Prudential Agreement
The Company maintains the Third Amended and Restated Note Purchase and Private Shelf Agreement (the "Prudential Agreement") with a limited borrowing capacity of $250.0 million. The Prudential Agreement bears a coupon of 5.79 percent with a final maturity in 2019. As of March 31, 2017, the Company has $100.0 million borrowing capacity available under the Prudential Agreement.  Principal installments of $30.0 million are payable annually, including the date of maturity of April 30, 2019, with any unpaid balance due at that time.

Project Bonds
The Company, Allen County, Indiana and certain institutional investors maintain a Bond Purchase and Loan Agreement. Under the agreement, Allen County, Indiana issued a series of Project Bonds entitled “Taxable Economic Development Bonds, Series 2012 (Franklin Electric Co., Inc. Project)." The aggregate principal amount of the Project Bonds that were issued, authenticated, and are now outstanding thereunder was limited to $25.0 million. These Project Notes ("Tax increment financing debt") bear interest at 3.6 percent per annum. Interest and principal balance of the Project Notes are due and payable by the Company directly to the institutional investors in aggregate semi-annual installments commencing on July 10, 2013, and concluding on January 10, 2033.

New York Life
The Company maintains an uncommitted and unsecured private shelf agreement with NYL Investors LLC, an affiliate of New York Life (the "New York Life Agreement"), entered into on May 27, 2015 for $150.0 million maximum aggregate principal borrowing capacity and authorized issuance of $75.0 million of floating rate senior notes due May 27, 2025. These senior notes have a floating interest rate of one-month USD LIBOR (0.98 percent as of March 31, 2017) plus a spread of 1.35 percent with interest-only payments due on a monthly basis. As of March 31, 2017, there was $75.0 million remaining borrowing capacity under the New York Life Agreement.

Credit Agreement
The Company maintains the Third Amended and Restated Credit Agreement (the "Credit Agreement”). The Credit Agreement has a maturity date of October 28, 2021 and commitment amount of $300.0 million. The Credit Agreement provides that the Borrowers may request an increase in the aggregate commitments by up to $150.0 million (not to exceed a total commitment of $450.0 million). Under the Credit Agreement, the Borrowers are required to pay certain fees, including a facility fee of 0.100% to 0.275% (depending on the Company's leverage ratio) of the aggregate commitment, which fee is payable quarterly in arrears. Loans may be made either at (i) a Eurocurrency rate based on LIBOR plus an applicable margin of 0.75% to 1.60% (depending on the Company's leverage ratio) or (ii) an alternative base rate as defined in the Credit Agreement.

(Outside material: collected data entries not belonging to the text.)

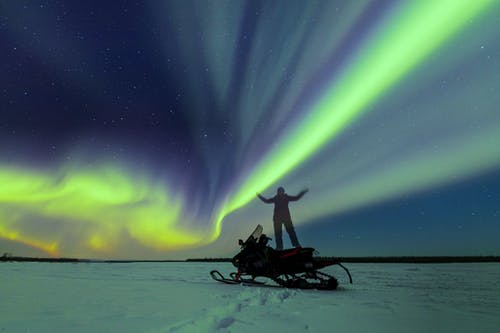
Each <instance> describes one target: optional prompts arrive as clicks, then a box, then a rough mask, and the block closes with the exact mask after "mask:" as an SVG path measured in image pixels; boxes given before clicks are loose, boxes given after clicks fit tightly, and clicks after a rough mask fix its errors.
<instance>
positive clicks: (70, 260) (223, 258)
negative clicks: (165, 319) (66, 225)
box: [0, 255, 500, 264]
mask: <svg viewBox="0 0 500 333" xmlns="http://www.w3.org/2000/svg"><path fill="white" fill-rule="evenodd" d="M318 258H320V259H324V260H336V259H340V261H341V262H345V263H415V264H441V263H473V262H500V256H433V257H430V256H427V257H318ZM13 261H14V262H53V263H67V262H69V263H134V262H231V258H191V259H186V260H93V259H76V258H33V257H16V256H5V255H4V256H1V257H0V262H13Z"/></svg>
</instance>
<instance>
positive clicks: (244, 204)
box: [215, 0, 494, 234]
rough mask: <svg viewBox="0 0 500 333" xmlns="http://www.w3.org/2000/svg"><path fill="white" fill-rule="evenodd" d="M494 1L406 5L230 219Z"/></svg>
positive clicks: (380, 27)
mask: <svg viewBox="0 0 500 333" xmlns="http://www.w3.org/2000/svg"><path fill="white" fill-rule="evenodd" d="M493 2H494V1H489V0H483V1H481V0H480V1H455V0H444V1H420V0H419V1H413V2H407V3H406V2H405V3H404V4H402V5H401V7H400V8H398V9H397V10H396V11H395V12H394V13H393V15H392V16H391V17H390V18H389V19H388V20H387V21H385V22H384V24H383V25H381V26H380V28H379V29H378V30H377V31H376V32H375V33H374V36H373V37H372V38H370V39H369V41H368V43H367V44H366V45H365V46H364V47H362V48H361V49H360V52H359V54H358V56H357V57H355V58H354V59H353V61H352V63H351V65H350V66H348V67H347V68H346V70H345V71H344V72H343V73H342V74H341V76H340V77H339V78H336V79H335V80H334V81H333V82H332V83H331V85H330V88H329V89H328V90H327V91H326V93H325V94H324V95H323V97H322V98H321V99H320V100H319V101H318V102H317V103H316V105H315V106H314V107H313V108H312V110H311V112H310V113H309V114H308V115H307V116H306V117H305V118H304V119H303V120H302V122H301V123H300V124H298V125H297V126H295V128H293V130H292V131H290V132H289V133H288V134H287V136H286V137H285V138H284V139H283V140H281V141H280V142H277V143H276V146H275V147H276V148H275V149H274V150H273V151H271V152H270V153H269V154H268V155H267V156H266V157H265V158H264V160H263V161H262V162H261V163H260V164H259V165H258V166H257V167H256V168H255V170H254V171H253V172H252V174H251V175H250V176H249V177H248V178H247V179H246V181H244V182H243V183H242V184H241V186H240V187H239V190H238V191H237V192H236V194H235V195H234V197H233V198H232V199H231V200H229V202H228V203H227V204H226V205H225V206H224V207H223V208H222V210H221V214H220V215H219V217H218V219H217V221H216V230H215V232H216V234H218V232H220V229H221V226H220V223H221V221H222V219H223V218H224V216H225V215H227V214H229V213H230V212H232V211H234V210H235V209H237V208H239V207H241V206H243V205H245V204H246V203H248V202H249V201H250V200H252V199H253V198H254V196H255V193H256V192H257V191H260V190H262V189H265V188H267V187H268V186H270V185H271V184H273V183H274V182H276V181H277V180H278V179H280V178H281V177H283V176H284V175H285V174H287V173H288V172H289V171H291V170H292V169H294V168H295V167H297V165H299V164H300V163H301V162H303V161H304V160H306V159H307V158H308V157H310V156H311V155H312V154H314V153H315V152H316V151H317V150H318V149H319V148H320V147H321V146H323V145H324V144H325V143H326V142H328V141H330V140H332V139H333V138H334V137H336V136H337V135H338V134H339V133H341V131H342V130H344V129H345V128H346V127H347V126H348V125H349V124H350V123H351V122H353V121H354V120H355V119H356V118H357V117H359V116H360V115H361V114H362V112H363V111H366V110H367V108H368V107H369V106H370V105H371V104H372V103H374V102H375V101H376V100H377V99H378V98H380V97H381V96H382V95H383V94H384V93H386V92H387V91H388V90H389V89H390V88H391V87H393V86H394V85H395V84H396V83H397V82H398V81H400V80H401V79H403V78H404V76H405V75H406V74H408V73H409V72H410V71H411V70H414V69H415V68H416V67H417V66H418V65H419V64H420V63H422V62H423V61H424V60H425V59H426V58H427V57H428V56H429V55H430V54H431V53H432V52H434V51H435V50H436V49H438V47H440V46H441V45H442V44H443V43H445V42H446V41H447V40H448V39H450V38H451V37H453V36H454V35H455V34H456V33H457V32H458V31H459V30H460V29H461V28H463V27H465V26H466V24H467V23H468V22H470V21H471V20H472V19H473V18H474V17H476V16H477V15H478V14H479V13H480V12H481V11H483V10H484V9H486V8H487V7H488V5H490V4H492V3H493Z"/></svg>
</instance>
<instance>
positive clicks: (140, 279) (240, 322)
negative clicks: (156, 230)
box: [0, 263, 500, 333]
mask: <svg viewBox="0 0 500 333" xmlns="http://www.w3.org/2000/svg"><path fill="white" fill-rule="evenodd" d="M349 268H350V270H351V273H352V275H353V276H355V277H356V279H355V281H354V284H353V285H350V284H349V283H348V280H347V279H348V278H347V277H346V276H345V274H343V271H342V269H341V268H339V267H335V266H332V267H329V268H328V269H325V271H326V272H327V273H329V274H332V275H335V276H338V277H339V283H340V286H339V288H338V289H337V290H335V291H317V290H297V289H286V288H262V287H257V286H244V285H228V284H223V283H219V282H217V281H214V280H212V278H211V277H210V276H209V272H210V271H211V270H212V269H217V270H220V271H221V273H223V274H224V275H228V274H229V273H230V272H231V271H233V267H232V265H231V264H229V263H129V264H103V263H99V264H97V263H93V264H51V263H2V264H0V332H8V333H21V332H22V333H25V332H37V333H49V332H50V333H52V332H72V333H88V332H97V333H99V332H120V333H129V332H146V333H148V332H149V333H170V332H181V333H182V332H201V333H203V332H223V333H227V332H233V333H236V332H238V333H246V332H252V333H256V332H257V333H260V332H287V333H294V332H331V331H333V330H334V331H336V332H372V333H378V332H384V333H390V332H410V333H412V332H415V333H417V332H418V333H422V332H431V333H433V332H454V333H462V332H463V333H465V332H467V333H469V332H481V333H489V332H492V333H493V332H497V331H498V327H500V318H499V317H498V313H500V293H499V287H500V284H499V279H498V277H499V276H500V265H498V264H495V263H492V264H441V265H439V264H438V265H435V264H425V265H418V264H350V265H349Z"/></svg>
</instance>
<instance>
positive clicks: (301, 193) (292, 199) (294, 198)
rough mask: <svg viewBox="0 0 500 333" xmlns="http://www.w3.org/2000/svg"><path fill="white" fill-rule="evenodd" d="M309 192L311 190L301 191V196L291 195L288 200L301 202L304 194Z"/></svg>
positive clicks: (300, 193)
mask: <svg viewBox="0 0 500 333" xmlns="http://www.w3.org/2000/svg"><path fill="white" fill-rule="evenodd" d="M307 192H309V189H305V190H302V191H300V193H299V194H297V195H289V196H288V200H290V201H297V200H299V199H300V198H302V197H303V196H304V194H306V193H307Z"/></svg>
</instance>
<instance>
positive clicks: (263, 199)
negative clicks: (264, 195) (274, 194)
mask: <svg viewBox="0 0 500 333" xmlns="http://www.w3.org/2000/svg"><path fill="white" fill-rule="evenodd" d="M257 197H258V198H259V199H260V200H262V201H263V202H265V203H273V202H274V200H273V199H272V198H271V199H266V198H264V197H263V196H262V194H260V193H257Z"/></svg>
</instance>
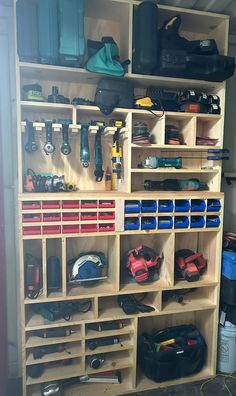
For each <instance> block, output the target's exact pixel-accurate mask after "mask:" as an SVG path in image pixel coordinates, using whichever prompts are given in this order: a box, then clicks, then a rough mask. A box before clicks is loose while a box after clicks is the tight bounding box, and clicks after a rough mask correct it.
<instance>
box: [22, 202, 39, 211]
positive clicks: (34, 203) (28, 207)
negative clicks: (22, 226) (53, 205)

As of March 31, 2017, the Company had no outstanding borrowings, $6.0 million in letters of credit outstanding, and $294.0 million of available capacity under the Credit Agreement.

Covenants
The New York Life Agreement, the Project Bonds, the Prudential Agreement, and the Credit Agreement contain customary affirmative and negative covenants. The affirmative covenants relate to financial statements, notices of material events, conduct of business, inspection of property, maintenance of insurance, compliance with laws and most favored lender obligations. The negative covenants include limitations on loans, advances and investments, and the granting of liens by the Company or its subsidiaries, as well as prohibitions on certain consolidations, mergers, sales and transfers of assets. The covenants also include financial requirements including a maximum leverage ratio of 3.50 to 1.00 and a minimum interest coverage ratio of 3.00 to 1.00. Cross default is applicable with the Prudential Agreement, the Project Bonds, the New York Life Agreement, and the Credit Agreement but only if the Company is defaulting on an obligation exceeding $10.0 million. The Company was in compliance with all financial covenants as of March 31, 2017.